Una femmina snella e flessuosa, fuoco insinuante negli occhi misteriosi, la bocca crudele e le narici frementi di voluttà: così Felix Salten descrive Giuditta I.
Sulla cornice di rame sbalzata, opera del fratello Georg, è impresso il suo nome accanto a quello di Oloferne: Giuditta infatti è la biblica eroina che sedusse e decapitò Oloferne per salvare Betulia, la sua città; per questo assurse a simbolo di virtù femminile, ma anche del debole che ha ragione del forte e divenne motivo ricorrente nella cultura figurativa occidentale: lo stesso Klimt ne produrrà due versioni.
Dai vaghi accenni d’inquietudine di opere come Signora con collo di pelliccia e dalle atmosfere ancora un po’ sopite di Signora davanti al camino, nei dipinti di Klimt cresce rapidissima la volontà di scandagliare la psicologia di una femminilità decisamente moderna: intenso e magnetico è il Ritratto frontale di signora, quasi patologici appaiono i tratti di Testa di ragazza fino a toccare l’apice in questo dipinto.

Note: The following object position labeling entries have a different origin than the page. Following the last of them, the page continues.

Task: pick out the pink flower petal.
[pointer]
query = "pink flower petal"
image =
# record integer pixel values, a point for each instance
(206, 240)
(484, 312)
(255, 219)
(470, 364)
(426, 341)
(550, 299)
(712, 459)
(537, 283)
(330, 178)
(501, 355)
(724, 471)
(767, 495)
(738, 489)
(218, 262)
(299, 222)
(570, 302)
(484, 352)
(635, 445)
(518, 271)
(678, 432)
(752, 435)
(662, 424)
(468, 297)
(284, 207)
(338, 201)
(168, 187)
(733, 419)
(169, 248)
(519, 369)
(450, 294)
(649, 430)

La modella è forse Adele Bloch-Bauer, che appare trasfigurata rispetto al più tardo ritratto: la passione trasforma i tratti delicati di colei che fu anche amante del pittore.
Saette di luce accendono lo sguardo di Giuditta, versione desacralizzata e mondana di Pallade Atena, della quale conserva sulle spalle scaglie metalliche e dorate, che preannunciano lo “stile aureo” e fanno emergere con maggiore evidenza l’opalescente pallore delle sue carni.
Gli alberi, il paesaggio stilizzato alle sue spalle e l’ornamento a palmette o rosette derivano probabilmente dalla conoscenza dei motivi decorativi micenei e della necropoli del Dipylon, mediata dalle illustrazioni riportate da Alois Riegl in Questioni di stile del 1893.
La donna è simile a una sirena che magnetizza lo sguardo dello spettatore proprio con la sua bellezza e ambiguità: se da una parte è la vendicatrice trionfante che mostra la testa decapitata dell’uomo, dall’altra Giuditta stessa appare come decapitata dall’effetto del prezioso ornamento che porta al collo, il quale torna in maniera piuttosto simile nel ritratto di Rose von Rosthorn-Friedmann e di Adele, ma anche nella Sacerdotessa di Medicina, simbolo di una femminilità che rivolge lo spirito distruttore anche contro di sé. Naturalmente Giuditta scioccò la “benpensante” Vienna; nonostante ciò, Hodler, artista e uomo dallo spirito libero, decise di acquistarla quasi immediatamente.